New research from Michigan State University has shown for the first time that activated carbon – a substance widely used in water purification – can help eliminate the health risks associated with soils, sediments and surface water polluted by highly toxic dioxins.
Stephen Boyd, a University Distinguished Professor in the plant, soil and microbial sciences department, led the study, which is published in the journal Environmental Toxicology and Chemistry. The research looked specifically at soil and freshwater ecosystems that were contaminated mainly through the industrial manufacture of pesticides and other chemicals.
“The goal is to find and validate a new direction in the management and remediation of soils and sediments that are contaminated with industrial pollutants, like dioxin,” Boyd said. “We were finally able to achieve that goal with activated carbon.”
Activated carbon is produced when materials with high carbon concentrations, such as coal, wood, peat or even coconut shell, undergo special treatment processes that expose them to extremely high temperatures without burning them. The result is a porous, highly adsorptive substance that binds easily with organic toxins. When mixed into contaminated soil or sediment, the activated carbon draws dioxin to it and sequesters it.
Though the release of dioxins into the environment has been reduced by more than 90 percent since 1990, the toxins already released continue to persist in the environment, and can enter the food chain through fish and other organisms.
“There’s a general malaise of health issues associated with dioxin contamination,” said Brett Sallach, plant, soil and microbial sciences postdoctoral research associate, who worked on the project. “Hormone health complications, fertility issues, skin rashes, immunity problems, cancer: they all can stem from it.

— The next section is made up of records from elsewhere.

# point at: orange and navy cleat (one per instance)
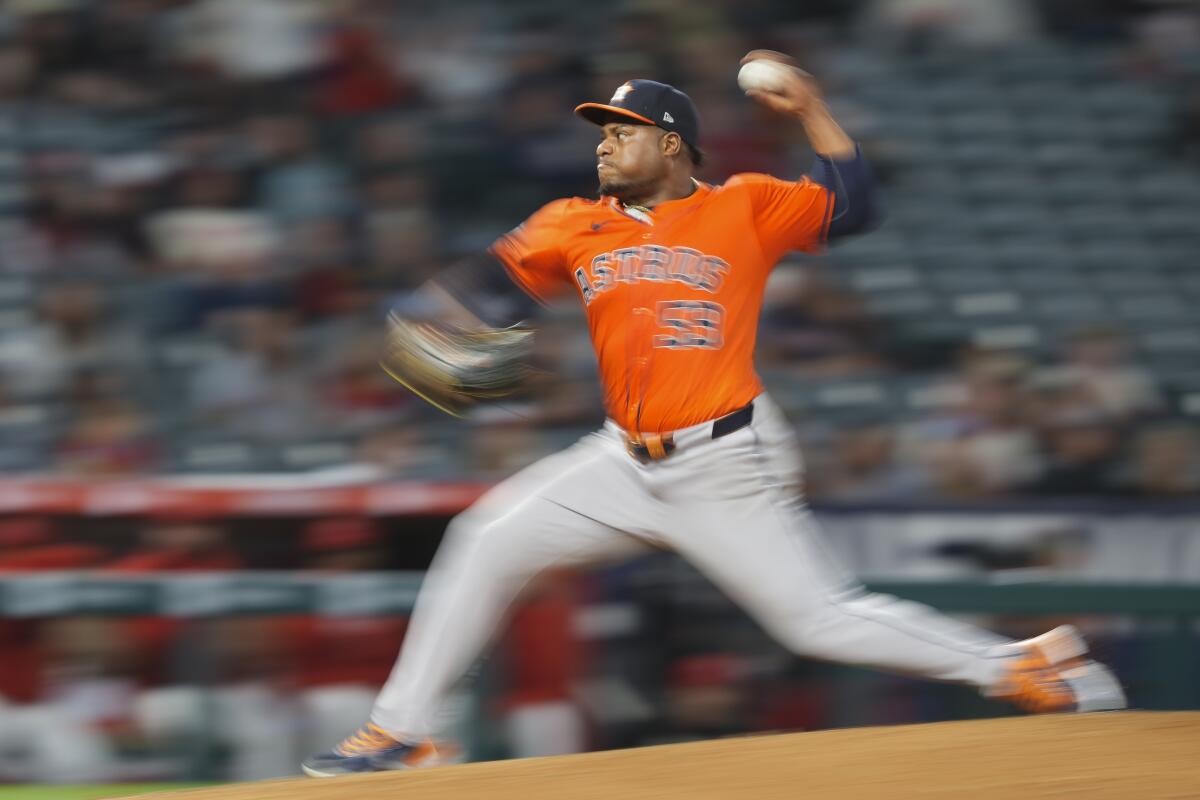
(1051, 674)
(372, 750)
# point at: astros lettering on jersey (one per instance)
(672, 294)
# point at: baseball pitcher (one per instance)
(694, 455)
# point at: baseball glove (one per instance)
(455, 368)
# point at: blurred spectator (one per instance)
(298, 182)
(983, 449)
(339, 662)
(257, 388)
(865, 465)
(357, 76)
(1081, 449)
(73, 332)
(107, 434)
(921, 24)
(814, 328)
(1167, 462)
(178, 540)
(1102, 360)
(706, 698)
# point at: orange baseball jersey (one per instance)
(673, 294)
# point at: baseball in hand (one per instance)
(763, 74)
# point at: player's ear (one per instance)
(671, 144)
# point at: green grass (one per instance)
(87, 792)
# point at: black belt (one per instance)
(655, 446)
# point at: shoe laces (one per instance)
(1035, 686)
(367, 738)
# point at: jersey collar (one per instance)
(646, 216)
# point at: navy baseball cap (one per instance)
(651, 103)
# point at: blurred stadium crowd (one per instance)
(209, 205)
(207, 208)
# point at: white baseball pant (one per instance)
(732, 506)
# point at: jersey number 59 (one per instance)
(690, 324)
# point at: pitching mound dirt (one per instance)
(1127, 755)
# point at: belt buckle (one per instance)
(649, 446)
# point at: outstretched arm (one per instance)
(840, 166)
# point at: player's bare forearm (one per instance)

Most human exposure is linked to eating fish and shellfish that live in contaminated streams and riverbeds.”
Removing dioxin from contaminated soil and sediment currently requires expensive, years-long dredging of river beds, followed by disposal in hazardous waste landfills. While activated carbon’s capacity for sequestering toxins is well-documented, there are questions that ask whether those toxins remained a danger to animal health and ultimately, human health.
Boyd and his team received a five-year, $2 million grant from the National Institute of Environmental Health Sciences Superfund Research Program to do the research.
Activated carbon, estimated to cost approximately $75,000 per hectare, would be significantly cheaper than conventional dredging and landfilling methods, which are estimated at $15 million for an equivalent operation. Boyd said that activated carbon represents a less disruptive, more cost-effective approach to ecosystem remediation, although some heavily polluted sites might still require dredging.
According to Boyd, further testing is necessary, but he adds that the findings represent an important step forward in environmental restoration technology.
“Our study is significant because it provides the first direct evidence that this technology would ultimately be protective of human health,” Boyd said. “We have assisted in the development of a technology that is effective and less expensive than current methods stands to help a lot of people in the future.”